Gulf Coast Refineries May Need Weeks to Recover
The impact of the recent cold blast across Texas’ oil and gas value chain figured prominently in energy news last week, and a review of the most popular articles among Rigzone’s downstream audience is no exception. Below are three of last week’s top downstream-related articles based on pageviews.
Some of the largest refineries in the U.S. call Texas home, and major refineries along the Texas Gulf Coast sustained burst pipes and other damage from the recent deep freeze, according to this Bloomberg article. Bringing operations back to normal levels at Texas facilities, along with refineries in Louisiana and Oklahoma, could require weeks. Fuel market-watchers told Bloomberg the extended outages could translate into higher pump prices for motorists.

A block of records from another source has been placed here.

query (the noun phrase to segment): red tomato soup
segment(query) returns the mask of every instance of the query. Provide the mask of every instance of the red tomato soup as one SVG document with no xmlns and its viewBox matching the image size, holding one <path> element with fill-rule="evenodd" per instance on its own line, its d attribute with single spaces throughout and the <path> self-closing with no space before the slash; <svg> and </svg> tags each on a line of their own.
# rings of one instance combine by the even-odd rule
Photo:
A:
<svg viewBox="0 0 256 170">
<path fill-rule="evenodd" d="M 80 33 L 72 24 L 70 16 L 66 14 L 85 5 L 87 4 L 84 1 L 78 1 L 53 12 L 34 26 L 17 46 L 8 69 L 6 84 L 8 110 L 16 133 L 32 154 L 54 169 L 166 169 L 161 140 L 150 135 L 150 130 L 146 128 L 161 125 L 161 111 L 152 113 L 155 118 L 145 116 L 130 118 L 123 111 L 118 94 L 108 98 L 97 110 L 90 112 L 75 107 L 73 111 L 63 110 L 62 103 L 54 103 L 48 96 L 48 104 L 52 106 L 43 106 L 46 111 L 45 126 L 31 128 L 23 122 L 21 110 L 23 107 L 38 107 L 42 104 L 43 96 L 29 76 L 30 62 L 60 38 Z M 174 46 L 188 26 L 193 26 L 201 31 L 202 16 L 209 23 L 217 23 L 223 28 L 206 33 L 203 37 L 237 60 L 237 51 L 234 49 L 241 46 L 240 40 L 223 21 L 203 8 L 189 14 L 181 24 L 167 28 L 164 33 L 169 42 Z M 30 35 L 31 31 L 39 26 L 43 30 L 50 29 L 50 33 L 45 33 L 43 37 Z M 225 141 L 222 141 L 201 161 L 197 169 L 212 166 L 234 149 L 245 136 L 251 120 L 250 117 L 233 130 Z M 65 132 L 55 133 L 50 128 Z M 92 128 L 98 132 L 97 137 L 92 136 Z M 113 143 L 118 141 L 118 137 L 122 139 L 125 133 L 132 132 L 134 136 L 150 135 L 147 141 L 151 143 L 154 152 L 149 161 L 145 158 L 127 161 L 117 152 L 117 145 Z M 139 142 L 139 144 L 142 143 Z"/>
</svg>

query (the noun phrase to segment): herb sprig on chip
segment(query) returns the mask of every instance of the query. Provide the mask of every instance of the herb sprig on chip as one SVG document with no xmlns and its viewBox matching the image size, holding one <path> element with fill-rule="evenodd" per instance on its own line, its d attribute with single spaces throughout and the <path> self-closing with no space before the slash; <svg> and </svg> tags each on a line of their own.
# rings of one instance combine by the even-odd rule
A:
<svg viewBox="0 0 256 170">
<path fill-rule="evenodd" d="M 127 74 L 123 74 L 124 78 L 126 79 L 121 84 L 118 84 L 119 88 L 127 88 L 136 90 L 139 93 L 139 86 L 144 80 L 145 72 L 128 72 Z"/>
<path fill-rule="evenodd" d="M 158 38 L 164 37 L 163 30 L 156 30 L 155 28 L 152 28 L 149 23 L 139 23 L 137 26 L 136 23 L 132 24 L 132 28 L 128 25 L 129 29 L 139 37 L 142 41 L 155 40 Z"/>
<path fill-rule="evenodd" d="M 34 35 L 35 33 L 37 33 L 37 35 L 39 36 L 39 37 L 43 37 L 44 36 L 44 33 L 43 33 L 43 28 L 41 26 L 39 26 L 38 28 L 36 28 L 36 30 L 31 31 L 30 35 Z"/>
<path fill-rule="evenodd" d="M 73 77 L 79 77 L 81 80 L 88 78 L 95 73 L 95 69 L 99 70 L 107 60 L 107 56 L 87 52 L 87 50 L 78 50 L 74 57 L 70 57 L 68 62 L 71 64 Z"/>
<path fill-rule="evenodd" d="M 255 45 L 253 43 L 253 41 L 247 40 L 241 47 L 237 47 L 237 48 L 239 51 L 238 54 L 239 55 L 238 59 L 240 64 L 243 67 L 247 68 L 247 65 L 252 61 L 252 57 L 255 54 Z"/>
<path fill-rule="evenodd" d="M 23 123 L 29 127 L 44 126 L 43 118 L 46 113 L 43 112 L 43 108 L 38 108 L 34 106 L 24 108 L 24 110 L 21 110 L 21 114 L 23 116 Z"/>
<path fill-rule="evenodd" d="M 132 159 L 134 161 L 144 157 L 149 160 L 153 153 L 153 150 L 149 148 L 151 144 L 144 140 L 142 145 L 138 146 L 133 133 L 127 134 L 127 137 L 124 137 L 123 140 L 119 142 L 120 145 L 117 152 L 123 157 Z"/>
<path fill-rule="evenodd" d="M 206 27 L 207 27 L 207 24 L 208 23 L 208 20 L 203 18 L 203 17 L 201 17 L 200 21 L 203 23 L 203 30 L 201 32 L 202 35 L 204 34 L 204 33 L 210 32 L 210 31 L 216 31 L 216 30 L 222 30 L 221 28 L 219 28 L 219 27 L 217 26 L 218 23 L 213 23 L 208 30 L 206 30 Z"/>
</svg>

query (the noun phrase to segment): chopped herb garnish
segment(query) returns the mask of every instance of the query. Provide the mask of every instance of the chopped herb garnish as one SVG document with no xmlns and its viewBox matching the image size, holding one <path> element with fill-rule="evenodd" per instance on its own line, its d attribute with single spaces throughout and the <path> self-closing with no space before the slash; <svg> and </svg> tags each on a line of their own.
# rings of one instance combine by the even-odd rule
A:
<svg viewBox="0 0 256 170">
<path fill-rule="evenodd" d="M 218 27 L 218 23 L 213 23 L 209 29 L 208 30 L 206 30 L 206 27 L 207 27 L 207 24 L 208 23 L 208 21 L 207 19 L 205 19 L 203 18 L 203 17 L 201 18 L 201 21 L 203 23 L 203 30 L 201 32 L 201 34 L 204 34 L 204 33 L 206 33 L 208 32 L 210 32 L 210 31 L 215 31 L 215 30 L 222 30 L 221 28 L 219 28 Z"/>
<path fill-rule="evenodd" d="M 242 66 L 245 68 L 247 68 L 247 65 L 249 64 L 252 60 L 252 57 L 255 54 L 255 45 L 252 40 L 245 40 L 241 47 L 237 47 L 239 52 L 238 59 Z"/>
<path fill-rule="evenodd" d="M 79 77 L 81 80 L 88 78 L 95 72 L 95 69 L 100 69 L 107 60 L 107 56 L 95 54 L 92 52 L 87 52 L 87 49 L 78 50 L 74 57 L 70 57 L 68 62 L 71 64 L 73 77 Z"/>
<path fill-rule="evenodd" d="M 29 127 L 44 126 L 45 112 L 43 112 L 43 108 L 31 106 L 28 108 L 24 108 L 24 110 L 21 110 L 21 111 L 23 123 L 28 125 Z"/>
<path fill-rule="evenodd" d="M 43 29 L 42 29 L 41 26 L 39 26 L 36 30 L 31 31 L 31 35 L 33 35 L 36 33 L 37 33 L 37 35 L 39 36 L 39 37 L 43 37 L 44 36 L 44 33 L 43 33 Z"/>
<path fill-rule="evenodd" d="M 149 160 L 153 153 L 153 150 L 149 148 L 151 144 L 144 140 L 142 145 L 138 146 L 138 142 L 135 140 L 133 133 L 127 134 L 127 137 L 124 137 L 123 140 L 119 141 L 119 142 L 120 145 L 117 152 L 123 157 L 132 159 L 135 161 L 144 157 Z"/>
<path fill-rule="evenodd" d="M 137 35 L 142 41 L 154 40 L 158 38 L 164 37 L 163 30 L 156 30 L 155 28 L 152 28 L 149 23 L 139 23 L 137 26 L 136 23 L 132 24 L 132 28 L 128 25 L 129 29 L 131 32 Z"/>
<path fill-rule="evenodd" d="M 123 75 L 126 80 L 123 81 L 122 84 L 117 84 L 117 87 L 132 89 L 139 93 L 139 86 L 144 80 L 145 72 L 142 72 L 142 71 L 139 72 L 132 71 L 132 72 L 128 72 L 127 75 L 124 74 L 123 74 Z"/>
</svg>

Occidental Petroleum Corp. (NYSE: OXY) reported last week that it only expects its Permian Basin crude oil output to take up about 60 percent of its committed pipeline capacity to the Gulf Coast. The unused capacity could translate into a 2021 midstream loss of three-quarters of a billion dollars. Although holding more pipeline capacity than needed is nothing new for Oxy, the crash in oil prices last year and the Arctic blast in Texas earlier this month prevented the company from producing as much Permian crude as it had anticipated.
Feb. 19 marked the end of an exceptional week for Texans in terms of frigid weather, prompting declines in oil and gas output, refined product processing, and power outages. Moreover, factors such as the prospect of more Iranian crude on the world market and questionable continued production restraint from OPEC+ contributed to an overall drag on oil prices, according to Rystad Energy.